ISCA Archive ICSLP 1998
ISCA Archive ICSLP 1998

Eigenvoices for speaker adaptation

Roland Kuhn, Patrick Nguyen, Jean-Claude Junqua, Lloyd Goldwasser, Nancy Niedzielski, Steven Fincke, Ken Field, Matteo Contolini

We have devised a new class of fast adaptation techniques for speech recognition. These techniques are based on prior knowledge of speaker variation, obtained by applying Principal Component Analysis (PCA) or a similar technique to T vectors of dimension D derived from T speaker-dependent models. This offline step yields T basis vectors called ``eigenvoices''. We constrain the model for new speaker S to be located in the space spanned by the first K eigenvoices. Speaker adaptation involves estimating the K eigenvoice coefficients for the new speaker; typically, K is very small compared to D. We conducted mean adaptation experiments on the Isolet database.

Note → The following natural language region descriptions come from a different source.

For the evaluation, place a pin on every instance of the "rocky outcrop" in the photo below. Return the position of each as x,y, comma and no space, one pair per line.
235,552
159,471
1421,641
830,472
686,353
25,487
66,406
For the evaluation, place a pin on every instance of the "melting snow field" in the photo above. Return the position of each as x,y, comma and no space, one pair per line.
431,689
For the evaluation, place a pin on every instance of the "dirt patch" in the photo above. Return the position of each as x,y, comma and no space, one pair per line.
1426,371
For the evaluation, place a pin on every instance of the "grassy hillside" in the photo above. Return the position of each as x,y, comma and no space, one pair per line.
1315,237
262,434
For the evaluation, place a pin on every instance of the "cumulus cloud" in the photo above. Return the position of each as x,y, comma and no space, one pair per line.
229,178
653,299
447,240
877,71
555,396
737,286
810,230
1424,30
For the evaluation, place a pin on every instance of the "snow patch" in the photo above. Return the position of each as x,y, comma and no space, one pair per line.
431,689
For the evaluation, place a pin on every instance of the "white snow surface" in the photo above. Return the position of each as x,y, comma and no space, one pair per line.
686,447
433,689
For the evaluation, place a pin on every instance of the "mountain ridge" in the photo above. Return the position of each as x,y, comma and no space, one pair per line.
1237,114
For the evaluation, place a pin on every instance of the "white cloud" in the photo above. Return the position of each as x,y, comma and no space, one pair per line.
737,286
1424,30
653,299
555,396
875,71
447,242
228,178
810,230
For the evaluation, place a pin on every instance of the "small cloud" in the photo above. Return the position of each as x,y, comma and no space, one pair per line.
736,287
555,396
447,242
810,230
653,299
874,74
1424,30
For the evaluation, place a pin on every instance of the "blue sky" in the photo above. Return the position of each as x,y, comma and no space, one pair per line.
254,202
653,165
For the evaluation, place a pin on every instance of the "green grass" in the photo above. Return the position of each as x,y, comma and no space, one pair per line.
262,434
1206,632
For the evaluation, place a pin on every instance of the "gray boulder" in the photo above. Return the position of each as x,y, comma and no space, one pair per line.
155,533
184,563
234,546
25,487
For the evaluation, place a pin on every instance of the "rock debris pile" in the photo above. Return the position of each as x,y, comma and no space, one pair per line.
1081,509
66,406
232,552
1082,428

With a large amount of supervised adaptation data, most eigenvoice techniques performed slightly better than MAP or MLLR; with small amounts of supervised adaptation data or for unsupervised adaptation, some eigenvoice techniques performed much better. We believe that the eigenvoice approach would yield rapid adaptation for most speech recognition systems.